Rozpoznać Pana
Wyciszmy się, wsłuchajmy się, aby ocenić, czy to czas postu czy zabawy. Faryzeusze czekając na Boga, nie zauważyli Go. Oczekiwali wytwornego panicza, a dostali skromnego Cieślę, którego nie przyjęli.
2024-01-15
Komentarz do fragmentu Ewangelii Mk 2, 18-22
II tydzień zwykły
Wszystko w życiu ma swój czas. Czas wyznaczony przez Boga na wypełnienie konkretnych zadań. Bo po cóż żyjemy, jeśli nie po to, aby wypełnić wolę Boga? On mówił i mówi nieustannie. Wyciszmy się, wsłuchajmy się, aby ocenić, czy to czas postu czy zabawy. Faryzeusze czekając na Boga, nie zauważyli Go. Oczekiwali wytwornego panicza, a dostali skromnego Cieślę, którego nie przyjęli. Ich pycha przyćmiła rozsądek.

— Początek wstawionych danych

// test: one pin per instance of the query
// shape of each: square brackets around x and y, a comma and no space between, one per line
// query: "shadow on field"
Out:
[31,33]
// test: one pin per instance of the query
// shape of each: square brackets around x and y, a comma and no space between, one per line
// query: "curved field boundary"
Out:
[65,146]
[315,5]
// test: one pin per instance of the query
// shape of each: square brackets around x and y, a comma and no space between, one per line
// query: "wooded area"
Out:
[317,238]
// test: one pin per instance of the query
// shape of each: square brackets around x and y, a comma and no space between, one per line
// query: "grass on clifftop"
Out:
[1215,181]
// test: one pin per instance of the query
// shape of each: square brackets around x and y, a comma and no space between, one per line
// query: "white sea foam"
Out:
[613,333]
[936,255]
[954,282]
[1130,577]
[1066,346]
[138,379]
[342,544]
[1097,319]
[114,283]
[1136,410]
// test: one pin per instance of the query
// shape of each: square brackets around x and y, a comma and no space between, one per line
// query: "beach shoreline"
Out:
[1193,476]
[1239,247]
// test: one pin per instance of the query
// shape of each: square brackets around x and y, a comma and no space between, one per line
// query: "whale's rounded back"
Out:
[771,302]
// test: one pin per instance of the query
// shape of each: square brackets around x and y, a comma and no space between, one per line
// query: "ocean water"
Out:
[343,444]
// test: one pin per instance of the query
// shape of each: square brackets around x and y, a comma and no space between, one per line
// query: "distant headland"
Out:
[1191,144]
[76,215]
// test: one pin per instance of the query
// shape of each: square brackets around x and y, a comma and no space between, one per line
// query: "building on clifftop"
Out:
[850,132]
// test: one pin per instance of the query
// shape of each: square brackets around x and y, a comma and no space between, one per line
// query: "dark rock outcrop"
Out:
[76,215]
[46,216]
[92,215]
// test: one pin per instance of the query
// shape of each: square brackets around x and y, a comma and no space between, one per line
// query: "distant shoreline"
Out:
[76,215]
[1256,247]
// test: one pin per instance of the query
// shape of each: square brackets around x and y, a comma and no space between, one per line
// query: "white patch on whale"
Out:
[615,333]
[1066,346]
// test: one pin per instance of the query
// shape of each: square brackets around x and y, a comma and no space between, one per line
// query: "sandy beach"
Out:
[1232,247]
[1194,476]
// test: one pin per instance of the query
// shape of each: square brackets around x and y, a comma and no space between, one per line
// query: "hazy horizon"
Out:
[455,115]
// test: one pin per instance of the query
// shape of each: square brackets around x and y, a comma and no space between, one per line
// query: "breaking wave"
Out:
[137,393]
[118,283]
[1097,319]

Czy będziemy tymi ludźmi, którzy według wizji św. siostry Faustyny roztańczeni wpadają w przepaść czy wspinają się krętą ścieżką ku Niebu?
Tak myślę, że robiąc w gruncie dobre rzeczy, ale po swojemu (nie słuchając podszeptów Ducha Świętego) może nam się wydawać, że wspinamy się ścieżką do Nieba, a ostatecznie okaże się, że runiemy w przepaść z roztańczonym, próżnym tłumem. Bo czy narzędzie zastanawia się jak wykonać pracę, czy jest po prostu narzędziem w rękach rzemieślnika? Narzędzie daje się prowadzić. Dajmy się prowadzić Bogu.